Graphics processing units (GPUs) have rapidly evolved to become high-performance accelerators for data-parallel computing. To fully take advantage of the computing power of GPUs, on-chip networks need to provide timely data movement to satisfy the requests of data by the processing cores. Currently, there exists a big gap between the fast-growing processing power of the GPU processing cores and the slow-increasing on-chip network bandwidth. Because of this, GPU-accelerated systems are interconnect-dominated and the on-chip network becomes their performance bottleneck. The emergence of data-intensive applications, such as artificial intelligence, graph analysis, and big data is putting more pressure on the interconnection fabrics. Furthermore, the future of computing beyond Moore’s law and Dennard scaling is moving toward advanced integration of emerging hardware architectures, such as Tensor cores and high bandwidth memories through 2.5D or 3D stacking. Such new hardware architectures also call for effective support from the on-chip networks. The educational contributions of this research include: (1) develop effective strategies for teaching computer systems, create an active learning environment for students and integrate the proposed research results into the curriculum development; (2) integrate the modules and simulators into course projects and mentor students to conduct computer system related research.

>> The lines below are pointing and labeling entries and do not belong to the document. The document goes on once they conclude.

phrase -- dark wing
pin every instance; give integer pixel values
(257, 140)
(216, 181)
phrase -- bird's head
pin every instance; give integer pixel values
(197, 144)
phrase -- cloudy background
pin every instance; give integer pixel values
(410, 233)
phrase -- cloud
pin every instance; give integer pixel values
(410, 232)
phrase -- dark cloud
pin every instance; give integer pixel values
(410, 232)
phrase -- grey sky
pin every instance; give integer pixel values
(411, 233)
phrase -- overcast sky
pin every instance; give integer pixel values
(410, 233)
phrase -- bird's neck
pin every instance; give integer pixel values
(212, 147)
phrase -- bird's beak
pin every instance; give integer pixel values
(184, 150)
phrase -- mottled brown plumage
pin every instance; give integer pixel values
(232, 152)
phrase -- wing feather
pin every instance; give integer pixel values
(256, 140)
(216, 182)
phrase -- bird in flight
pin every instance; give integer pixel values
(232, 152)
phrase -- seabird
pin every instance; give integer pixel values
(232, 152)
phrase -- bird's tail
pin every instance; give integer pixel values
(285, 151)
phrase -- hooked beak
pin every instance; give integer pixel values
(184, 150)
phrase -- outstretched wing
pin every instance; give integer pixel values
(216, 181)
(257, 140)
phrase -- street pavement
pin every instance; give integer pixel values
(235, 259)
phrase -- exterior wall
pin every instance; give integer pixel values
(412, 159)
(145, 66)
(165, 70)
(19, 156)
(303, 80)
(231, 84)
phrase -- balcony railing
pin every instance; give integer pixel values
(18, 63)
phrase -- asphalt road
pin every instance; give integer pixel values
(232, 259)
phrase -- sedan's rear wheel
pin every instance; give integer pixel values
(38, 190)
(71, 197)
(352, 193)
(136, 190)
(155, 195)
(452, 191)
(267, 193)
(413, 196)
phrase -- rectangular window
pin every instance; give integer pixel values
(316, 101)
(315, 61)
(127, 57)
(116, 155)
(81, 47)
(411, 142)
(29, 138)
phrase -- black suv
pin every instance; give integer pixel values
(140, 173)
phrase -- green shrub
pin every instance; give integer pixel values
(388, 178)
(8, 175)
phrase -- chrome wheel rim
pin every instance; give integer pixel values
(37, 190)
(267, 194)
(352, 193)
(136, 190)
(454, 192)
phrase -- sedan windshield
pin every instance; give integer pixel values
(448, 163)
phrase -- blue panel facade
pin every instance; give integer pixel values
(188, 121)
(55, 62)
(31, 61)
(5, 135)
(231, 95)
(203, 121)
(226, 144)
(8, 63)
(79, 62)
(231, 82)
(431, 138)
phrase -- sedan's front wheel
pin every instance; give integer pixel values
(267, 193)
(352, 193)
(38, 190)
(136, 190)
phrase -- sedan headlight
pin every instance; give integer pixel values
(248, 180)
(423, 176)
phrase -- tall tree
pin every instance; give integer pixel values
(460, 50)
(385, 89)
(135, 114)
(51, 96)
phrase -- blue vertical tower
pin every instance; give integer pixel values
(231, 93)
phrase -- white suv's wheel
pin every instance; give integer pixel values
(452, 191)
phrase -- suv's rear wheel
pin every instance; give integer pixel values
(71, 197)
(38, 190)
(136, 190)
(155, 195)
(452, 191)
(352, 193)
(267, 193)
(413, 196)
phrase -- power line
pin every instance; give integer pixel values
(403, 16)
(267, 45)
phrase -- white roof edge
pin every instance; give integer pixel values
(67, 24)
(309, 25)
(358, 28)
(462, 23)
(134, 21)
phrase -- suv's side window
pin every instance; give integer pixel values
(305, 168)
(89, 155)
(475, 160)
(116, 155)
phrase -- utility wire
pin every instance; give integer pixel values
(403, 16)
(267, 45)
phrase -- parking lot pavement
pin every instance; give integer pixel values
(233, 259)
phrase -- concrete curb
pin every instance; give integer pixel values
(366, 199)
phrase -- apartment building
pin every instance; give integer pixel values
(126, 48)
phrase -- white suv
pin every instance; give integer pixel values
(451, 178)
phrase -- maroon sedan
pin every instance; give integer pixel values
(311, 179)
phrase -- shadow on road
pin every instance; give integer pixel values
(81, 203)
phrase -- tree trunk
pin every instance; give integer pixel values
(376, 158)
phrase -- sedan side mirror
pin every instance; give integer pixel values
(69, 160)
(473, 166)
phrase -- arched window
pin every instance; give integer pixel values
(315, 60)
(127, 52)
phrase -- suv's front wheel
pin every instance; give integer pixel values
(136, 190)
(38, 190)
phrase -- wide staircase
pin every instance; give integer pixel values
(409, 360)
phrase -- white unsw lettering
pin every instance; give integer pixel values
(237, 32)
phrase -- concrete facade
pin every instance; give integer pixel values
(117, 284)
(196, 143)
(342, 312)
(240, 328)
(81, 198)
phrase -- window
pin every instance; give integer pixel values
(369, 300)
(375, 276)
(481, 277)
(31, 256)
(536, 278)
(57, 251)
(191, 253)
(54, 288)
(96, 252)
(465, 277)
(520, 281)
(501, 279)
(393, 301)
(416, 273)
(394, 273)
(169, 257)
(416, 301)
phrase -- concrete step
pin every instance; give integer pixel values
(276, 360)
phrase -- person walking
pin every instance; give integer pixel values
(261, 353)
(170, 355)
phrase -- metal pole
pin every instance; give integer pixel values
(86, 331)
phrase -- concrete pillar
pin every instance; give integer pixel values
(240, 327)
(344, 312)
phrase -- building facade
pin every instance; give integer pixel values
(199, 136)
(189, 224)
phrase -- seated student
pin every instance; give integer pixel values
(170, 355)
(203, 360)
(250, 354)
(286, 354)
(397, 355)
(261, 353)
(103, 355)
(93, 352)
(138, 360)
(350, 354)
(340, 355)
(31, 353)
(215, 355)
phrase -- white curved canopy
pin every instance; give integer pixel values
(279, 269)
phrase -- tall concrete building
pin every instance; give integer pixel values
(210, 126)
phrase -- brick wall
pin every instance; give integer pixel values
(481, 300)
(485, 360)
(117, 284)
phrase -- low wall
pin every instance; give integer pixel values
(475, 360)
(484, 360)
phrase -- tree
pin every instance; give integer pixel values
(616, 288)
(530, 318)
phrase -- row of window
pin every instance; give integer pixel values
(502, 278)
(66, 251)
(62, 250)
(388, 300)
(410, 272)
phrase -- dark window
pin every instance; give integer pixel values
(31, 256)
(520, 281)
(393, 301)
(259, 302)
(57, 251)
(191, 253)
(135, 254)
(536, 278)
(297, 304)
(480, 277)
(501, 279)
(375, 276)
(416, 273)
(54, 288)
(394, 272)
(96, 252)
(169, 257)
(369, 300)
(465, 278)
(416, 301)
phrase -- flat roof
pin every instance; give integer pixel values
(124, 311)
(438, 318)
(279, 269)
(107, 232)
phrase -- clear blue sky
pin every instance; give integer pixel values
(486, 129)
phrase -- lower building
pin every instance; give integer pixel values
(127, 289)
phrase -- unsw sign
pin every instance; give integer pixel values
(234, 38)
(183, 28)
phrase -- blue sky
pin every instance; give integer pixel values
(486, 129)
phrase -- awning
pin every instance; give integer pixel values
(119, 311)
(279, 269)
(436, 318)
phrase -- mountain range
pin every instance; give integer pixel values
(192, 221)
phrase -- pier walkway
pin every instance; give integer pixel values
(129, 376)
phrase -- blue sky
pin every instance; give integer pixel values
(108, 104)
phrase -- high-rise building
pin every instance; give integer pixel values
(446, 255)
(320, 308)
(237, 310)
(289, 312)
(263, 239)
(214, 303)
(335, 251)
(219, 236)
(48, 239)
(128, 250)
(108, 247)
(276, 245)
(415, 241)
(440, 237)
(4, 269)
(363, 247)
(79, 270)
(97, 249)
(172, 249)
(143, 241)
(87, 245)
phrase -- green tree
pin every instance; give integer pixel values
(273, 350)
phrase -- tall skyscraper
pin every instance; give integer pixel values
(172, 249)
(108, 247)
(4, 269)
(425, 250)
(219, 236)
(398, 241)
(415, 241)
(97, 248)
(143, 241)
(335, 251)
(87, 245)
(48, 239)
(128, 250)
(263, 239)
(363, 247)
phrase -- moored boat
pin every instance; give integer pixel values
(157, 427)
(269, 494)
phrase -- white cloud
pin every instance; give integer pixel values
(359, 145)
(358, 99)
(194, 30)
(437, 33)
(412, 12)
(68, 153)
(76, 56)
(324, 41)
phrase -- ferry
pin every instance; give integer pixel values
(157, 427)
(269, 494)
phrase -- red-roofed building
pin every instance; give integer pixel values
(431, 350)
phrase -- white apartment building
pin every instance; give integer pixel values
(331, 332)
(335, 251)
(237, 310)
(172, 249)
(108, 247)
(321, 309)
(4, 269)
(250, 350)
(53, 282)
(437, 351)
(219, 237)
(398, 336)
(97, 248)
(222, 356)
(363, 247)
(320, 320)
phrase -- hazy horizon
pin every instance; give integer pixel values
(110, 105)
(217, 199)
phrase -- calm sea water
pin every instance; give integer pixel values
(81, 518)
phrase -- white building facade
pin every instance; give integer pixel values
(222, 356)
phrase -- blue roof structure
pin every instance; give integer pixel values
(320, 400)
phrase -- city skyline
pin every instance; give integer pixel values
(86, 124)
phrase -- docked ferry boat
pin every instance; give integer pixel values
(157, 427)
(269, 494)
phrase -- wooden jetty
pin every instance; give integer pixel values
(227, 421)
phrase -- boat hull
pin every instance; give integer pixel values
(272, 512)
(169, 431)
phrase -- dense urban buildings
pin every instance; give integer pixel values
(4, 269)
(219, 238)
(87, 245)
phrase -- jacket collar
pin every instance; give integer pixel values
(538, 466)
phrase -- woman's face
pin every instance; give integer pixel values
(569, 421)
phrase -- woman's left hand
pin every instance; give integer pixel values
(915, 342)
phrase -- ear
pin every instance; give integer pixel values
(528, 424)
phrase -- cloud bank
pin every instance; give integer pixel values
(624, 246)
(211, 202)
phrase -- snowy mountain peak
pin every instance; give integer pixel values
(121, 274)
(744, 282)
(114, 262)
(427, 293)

This research seeks to reinvent on-chip networks for GPU-accelerated systems to remove the communication bottleneck. A major outcome of the project is a set of techniques that enable the development of effective and efficient network-on-chip architectures. The research activities leverage a combination of system modeling, state-of-the-art design methods, and cutting-edge VLSI technologies. The specific research objectives are: (1) develop computational models, benchmarks, and simulator for GPU on-chip networks, with the goal of understanding the communication behavior of GPU applications, especially the recently emerged ones; (2) develop innovative network architectures tailored for GPU-accelerated systems for improved performance and power efficiency; (3) explore the emerging research paradigm of in-network computing to improve the computation/communication efficiency.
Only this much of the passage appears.